Just why a youth is drawn to works of art in the first place is a curiosity. But that is the fact. I exchanged quid for quo--for works of art--since pre-puberty and continue to do so. But I do so only if the quo is of value to my soul, that inner place requiring a special kind of nourishment. The mystic Gurdjieff speaks of "cosmic food," consisting of three elements: ordinary nourishment, that is to eat and be eaten, the biosphere that surrounds us–breathing in and out, thereby both taking and leaving something behind, and finally the nourishment of our souls, our inner, specifically human, requirements for music, art, poetry and love.
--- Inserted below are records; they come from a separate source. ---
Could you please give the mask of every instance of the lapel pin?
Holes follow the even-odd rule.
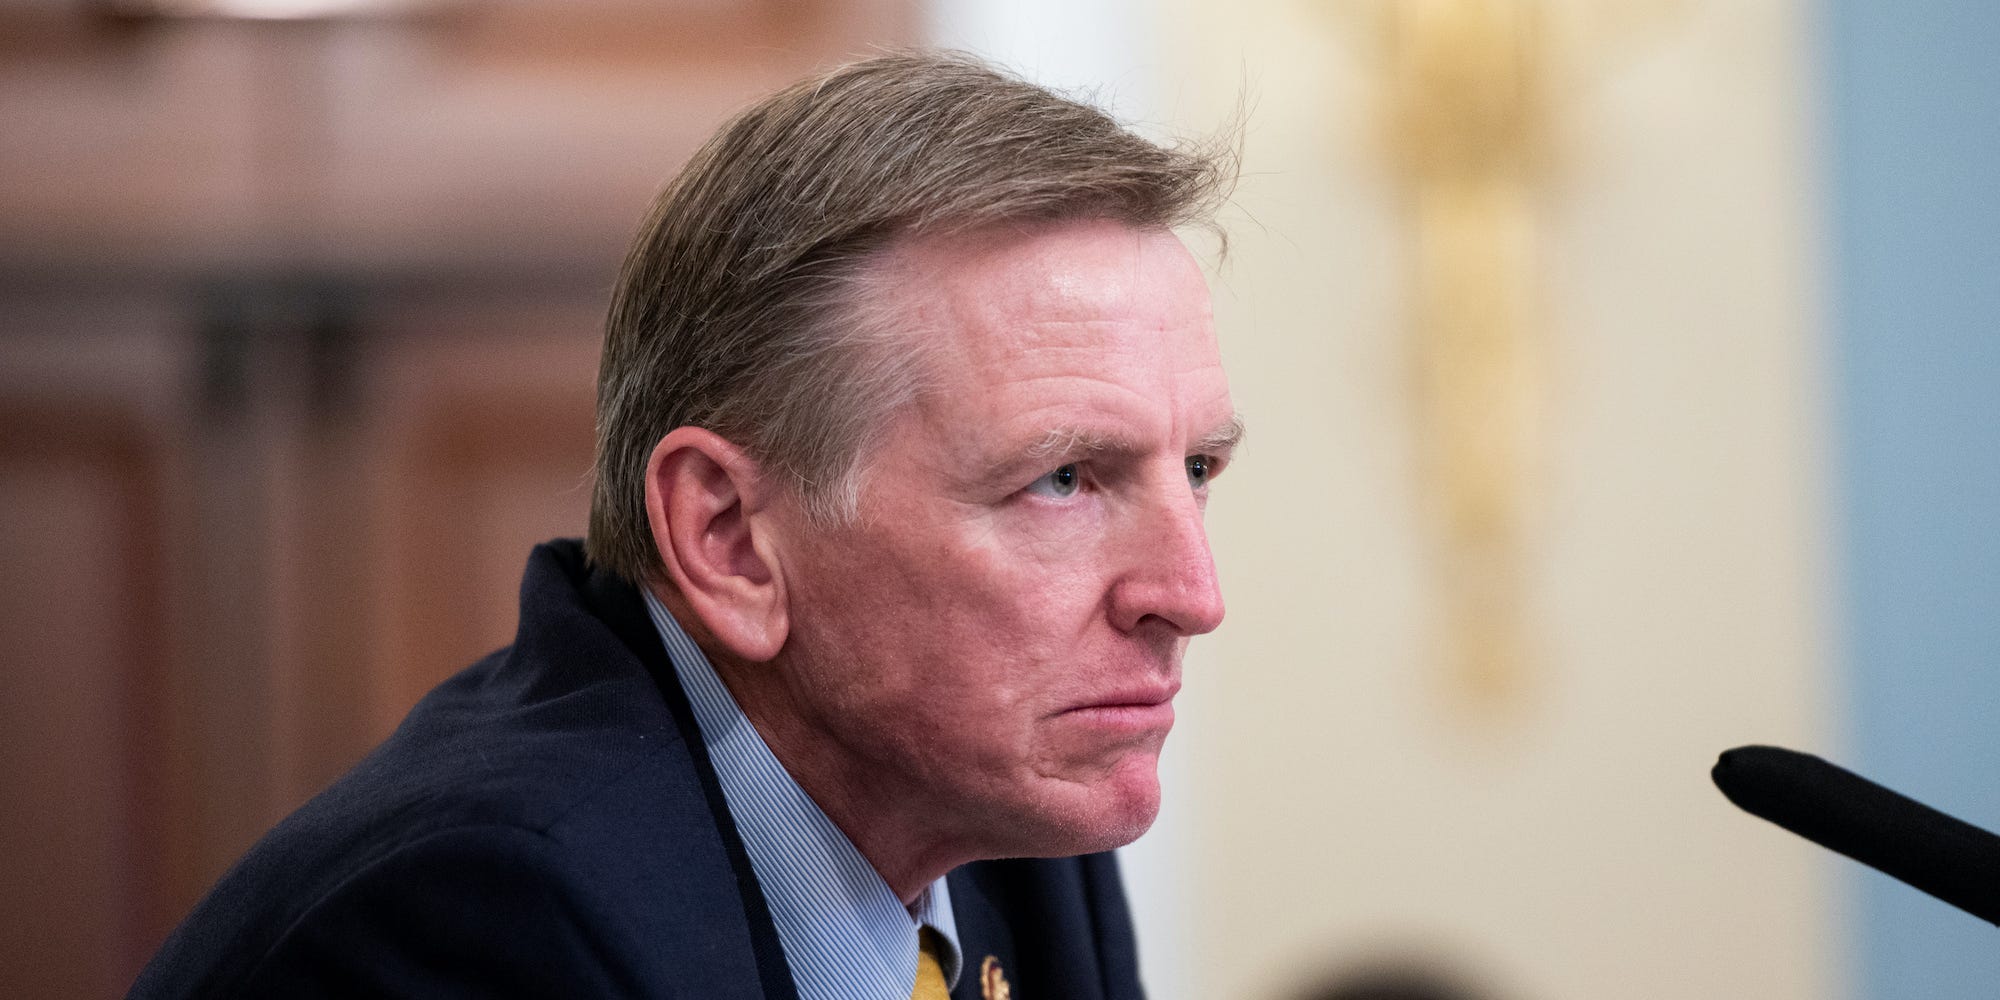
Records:
[[[1000,960],[991,955],[979,963],[979,995],[981,1000],[1013,1000],[1014,991],[1007,985],[1007,974],[1000,971]]]

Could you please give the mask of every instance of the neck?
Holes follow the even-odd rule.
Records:
[[[910,803],[919,798],[871,780],[871,769],[851,748],[813,725],[789,696],[776,664],[728,662],[712,654],[710,662],[792,780],[847,835],[904,906],[915,904],[946,872],[976,860],[953,849],[947,831],[910,814]]]
[[[840,828],[904,906],[914,905],[924,889],[946,872],[977,860],[953,850],[952,839],[924,822],[924,817],[903,814],[908,803],[919,801],[915,796],[868,780],[865,764],[808,719],[784,683],[781,664],[750,663],[732,656],[673,587],[655,585],[652,589],[708,658],[778,763]]]

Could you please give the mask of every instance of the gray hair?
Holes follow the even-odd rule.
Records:
[[[854,63],[739,114],[654,202],[605,323],[587,550],[655,574],[645,474],[704,427],[784,477],[816,523],[855,516],[860,456],[921,391],[921,344],[870,294],[905,239],[996,223],[1212,225],[1226,140],[1167,147],[955,53]]]

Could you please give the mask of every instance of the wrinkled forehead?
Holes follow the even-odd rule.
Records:
[[[1212,349],[1206,282],[1168,230],[1111,221],[991,227],[911,241],[885,263],[884,291],[933,363],[977,367],[1057,343]],[[1158,340],[1146,343],[1149,335]]]

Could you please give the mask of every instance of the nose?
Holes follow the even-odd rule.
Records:
[[[1185,479],[1168,499],[1122,533],[1127,567],[1109,594],[1112,624],[1126,632],[1158,627],[1201,635],[1222,624],[1222,587],[1208,550],[1201,504]]]

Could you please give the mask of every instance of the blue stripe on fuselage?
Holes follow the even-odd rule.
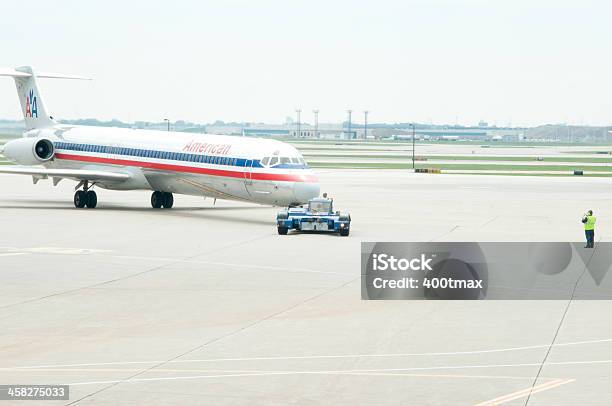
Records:
[[[111,154],[118,156],[129,156],[138,158],[163,159],[170,161],[196,162],[212,165],[264,168],[259,159],[233,158],[220,155],[188,154],[185,152],[160,151],[140,148],[113,147],[109,145],[81,144],[73,142],[58,141],[54,143],[56,149],[65,151],[81,151],[99,154]],[[252,162],[252,163],[251,163]],[[271,169],[308,169],[308,165],[281,164],[270,167]]]

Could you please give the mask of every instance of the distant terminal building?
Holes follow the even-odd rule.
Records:
[[[459,126],[418,126],[415,129],[415,138],[419,140],[446,140],[446,141],[521,141],[525,130],[522,128]],[[225,124],[208,125],[206,132],[211,134],[243,135],[250,137],[294,137],[305,139],[330,140],[361,140],[365,138],[364,128],[355,125],[349,132],[343,124],[321,124],[317,128],[308,123],[286,124]],[[404,126],[376,126],[368,128],[368,138],[378,139],[412,139],[412,129]]]
[[[524,138],[522,128],[468,128],[468,127],[449,127],[449,128],[416,128],[415,138],[419,140],[432,141],[521,141]],[[403,130],[393,134],[392,139],[412,139],[412,130]]]
[[[290,130],[283,128],[244,128],[242,130],[243,135],[250,136],[277,136],[286,137],[291,135]]]
[[[321,128],[317,131],[314,128],[300,129],[289,131],[289,136],[298,138],[322,138],[335,140],[355,140],[359,137],[358,131],[351,130],[350,132],[336,128]]]
[[[287,135],[296,138],[320,138],[321,131],[316,131],[314,128],[304,128],[300,129],[300,131],[289,130]]]

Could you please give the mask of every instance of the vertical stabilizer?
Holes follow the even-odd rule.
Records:
[[[31,66],[20,68],[0,68],[0,76],[10,76],[15,79],[17,85],[17,95],[21,103],[21,112],[25,120],[27,130],[34,128],[51,127],[56,124],[53,120],[38,89],[37,78],[55,79],[84,79],[88,78],[60,73],[39,73],[35,74]]]
[[[31,130],[33,128],[53,126],[55,121],[49,115],[45,103],[40,96],[33,69],[29,66],[22,66],[15,69],[15,71],[29,74],[28,76],[14,76],[26,129]]]

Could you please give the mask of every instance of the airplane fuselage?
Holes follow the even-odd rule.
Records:
[[[276,206],[305,203],[319,194],[318,180],[301,154],[271,139],[71,125],[30,130],[25,137],[53,143],[46,168],[129,173],[126,181],[96,182],[105,189]]]

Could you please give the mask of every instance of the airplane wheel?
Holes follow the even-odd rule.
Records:
[[[93,190],[85,192],[85,205],[89,209],[95,209],[98,205],[98,195]]]
[[[174,196],[172,195],[172,193],[162,193],[163,196],[163,202],[162,202],[162,206],[164,206],[164,209],[171,209],[172,206],[174,205]]]
[[[74,194],[74,207],[76,207],[77,209],[82,209],[83,207],[85,207],[86,201],[87,196],[85,195],[85,192],[83,192],[82,190],[77,190]]]
[[[287,227],[278,227],[278,234],[280,235],[287,235],[287,231],[289,231]]]
[[[343,228],[342,230],[340,230],[340,235],[342,237],[348,237],[349,232],[350,232],[350,228]]]
[[[151,195],[151,207],[154,209],[159,209],[162,207],[164,202],[164,195],[162,192],[153,192]]]

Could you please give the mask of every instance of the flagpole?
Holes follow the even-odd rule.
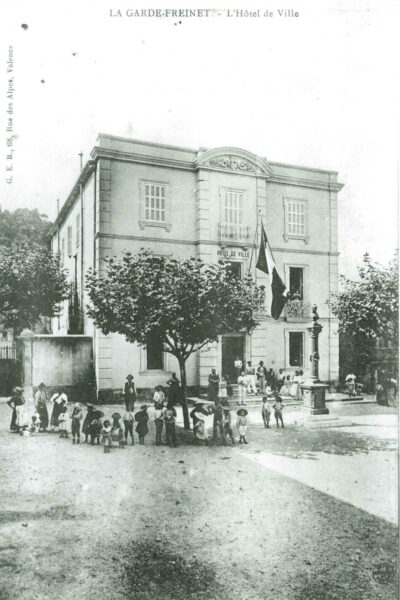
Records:
[[[259,210],[258,213],[257,213],[256,231],[255,231],[255,234],[254,234],[254,241],[253,241],[253,245],[252,245],[252,248],[251,248],[251,255],[250,255],[250,264],[249,264],[249,269],[248,269],[248,275],[250,275],[251,265],[253,263],[254,248],[257,247],[257,240],[258,240],[258,217],[259,217],[260,212],[261,211]]]

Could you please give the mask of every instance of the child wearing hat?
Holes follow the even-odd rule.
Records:
[[[146,404],[142,404],[140,410],[135,415],[136,425],[136,433],[139,436],[139,444],[143,446],[144,438],[149,433],[149,428],[147,425],[147,421],[149,420],[149,415],[147,414],[147,406]]]
[[[72,409],[72,415],[71,415],[71,433],[72,433],[72,443],[75,444],[75,437],[76,437],[76,443],[79,444],[81,441],[81,420],[82,420],[82,407],[79,404],[79,402],[75,402],[74,407]]]
[[[279,421],[280,421],[282,427],[284,428],[285,426],[283,424],[283,418],[282,418],[283,403],[282,403],[281,396],[278,396],[278,394],[275,396],[275,404],[272,406],[272,408],[274,409],[276,426],[279,427]]]
[[[124,421],[125,441],[128,443],[128,436],[130,435],[133,446],[135,443],[135,440],[133,439],[133,423],[135,421],[135,415],[133,414],[133,411],[130,409],[125,411],[122,420]]]
[[[247,430],[247,410],[245,408],[239,408],[236,412],[236,427],[239,430],[239,444],[247,444],[246,440],[246,430]]]
[[[261,407],[261,416],[264,421],[264,427],[269,429],[269,422],[271,420],[271,409],[268,404],[268,396],[263,396]]]
[[[172,402],[168,402],[168,406],[164,411],[165,438],[168,446],[171,447],[176,446],[175,420],[176,410]]]
[[[103,425],[101,423],[101,418],[104,416],[101,410],[93,411],[93,421],[90,423],[90,445],[94,446],[94,443],[97,442],[97,445],[100,445],[100,435]]]
[[[136,389],[133,382],[134,377],[129,374],[126,379],[127,381],[124,386],[125,408],[126,410],[133,410],[136,401]]]
[[[87,413],[85,415],[83,425],[82,425],[82,433],[85,434],[85,444],[88,443],[89,435],[90,435],[90,423],[93,421],[93,404],[87,404]]]
[[[111,431],[112,425],[108,419],[106,419],[103,423],[103,427],[101,430],[101,443],[104,446],[104,453],[110,452],[111,450]]]

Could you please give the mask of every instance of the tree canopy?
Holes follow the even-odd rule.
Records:
[[[50,226],[47,216],[37,209],[17,208],[10,212],[0,208],[0,246],[46,246]]]
[[[331,299],[341,331],[373,341],[397,336],[398,259],[382,266],[364,255],[358,280],[341,275],[338,294]]]
[[[257,289],[248,277],[237,280],[223,263],[176,260],[141,250],[107,259],[105,273],[90,271],[87,314],[103,333],[116,332],[146,345],[162,340],[179,362],[185,427],[188,357],[222,334],[256,327]]]
[[[58,314],[69,286],[60,258],[47,248],[0,247],[0,326],[20,333]]]

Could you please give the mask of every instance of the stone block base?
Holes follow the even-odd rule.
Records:
[[[312,406],[302,406],[301,410],[305,415],[329,415],[329,409],[326,407],[313,408]]]

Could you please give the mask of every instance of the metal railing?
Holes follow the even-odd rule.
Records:
[[[289,319],[310,319],[311,302],[304,302],[295,298],[288,300],[285,304],[285,317]]]
[[[17,358],[17,349],[14,344],[9,342],[0,342],[0,360],[15,360]]]
[[[247,242],[250,239],[250,228],[247,225],[219,223],[219,239],[221,242]]]

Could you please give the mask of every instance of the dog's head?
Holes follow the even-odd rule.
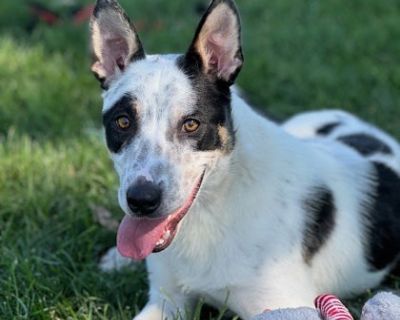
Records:
[[[91,21],[92,71],[104,89],[103,123],[126,216],[123,255],[165,249],[209,171],[234,144],[230,86],[243,63],[232,0],[214,0],[183,55],[146,55],[115,0]]]

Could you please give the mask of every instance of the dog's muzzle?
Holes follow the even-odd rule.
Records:
[[[152,252],[159,252],[166,249],[174,239],[181,220],[192,207],[202,185],[203,178],[204,172],[196,180],[190,194],[181,207],[168,215],[159,217],[150,216],[150,212],[156,210],[154,208],[158,207],[159,203],[157,205],[157,202],[160,202],[161,199],[161,193],[157,191],[157,188],[153,184],[146,182],[141,184],[142,188],[146,186],[142,190],[137,190],[134,187],[132,187],[130,192],[128,190],[128,193],[131,193],[130,196],[134,198],[133,201],[131,199],[133,204],[130,204],[130,206],[136,211],[138,209],[137,200],[140,198],[140,210],[146,212],[147,216],[140,217],[137,214],[135,214],[136,216],[125,215],[117,233],[118,251],[125,257],[142,260]],[[147,211],[143,211],[143,206],[147,208]]]

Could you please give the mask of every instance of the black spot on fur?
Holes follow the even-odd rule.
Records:
[[[375,153],[392,153],[392,149],[383,141],[365,133],[342,136],[338,138],[338,141],[352,147],[363,156],[369,156]]]
[[[316,132],[320,136],[327,136],[340,125],[341,125],[340,122],[327,123],[324,124],[322,127],[318,128]]]
[[[178,67],[188,76],[196,93],[196,111],[190,118],[200,121],[200,127],[194,134],[181,134],[180,138],[195,140],[195,149],[198,151],[215,149],[231,151],[234,147],[235,132],[231,116],[229,85],[223,81],[210,80],[196,66],[193,66],[192,62],[185,56],[177,60]],[[227,130],[228,141],[221,140],[220,127]]]
[[[335,227],[335,204],[332,192],[316,187],[304,200],[307,215],[303,238],[303,256],[310,263],[314,255],[327,241]]]
[[[125,95],[103,114],[107,146],[114,153],[119,152],[135,136],[137,131],[137,116],[134,103],[134,98],[130,95]],[[131,125],[128,129],[120,129],[118,127],[116,121],[121,116],[128,117],[130,120]]]
[[[368,260],[382,270],[400,256],[400,178],[390,168],[374,163],[376,189],[368,214]]]

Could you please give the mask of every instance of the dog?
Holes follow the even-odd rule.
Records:
[[[233,0],[214,0],[184,54],[147,55],[115,0],[91,19],[92,71],[125,216],[120,254],[146,259],[134,318],[185,318],[199,297],[242,319],[377,286],[400,253],[400,147],[344,111],[277,124],[233,85]]]

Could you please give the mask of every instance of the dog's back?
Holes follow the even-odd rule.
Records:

I strongly experience that tripartite knowledge of the cosmos.

It is true, that we forget and equally true that what we call memory is mostly made-up stuff, in spite of the clarity with which we see it. My positive reaction to Ayrton required a certain kind of nature, one of genetics and of genetics shaped by experience. I knew it was time to incorporate something mythical into myself when I was introduced to Ayrton by Stanley Johnson of the Johnson Gallery on Michigan avenue in Chicago. In1969, the magazine, Horizon, presented an essay about Ayrton, describing how he materialized elements of the Theseus myth, the famous story whose main elements include King Minos and his wife, a beautiful white bull, Poseidon, Theseus and his father, Daedalus, Ariadne, Demeter, Kore, the great Labyrinth in Crete and the Minotaur.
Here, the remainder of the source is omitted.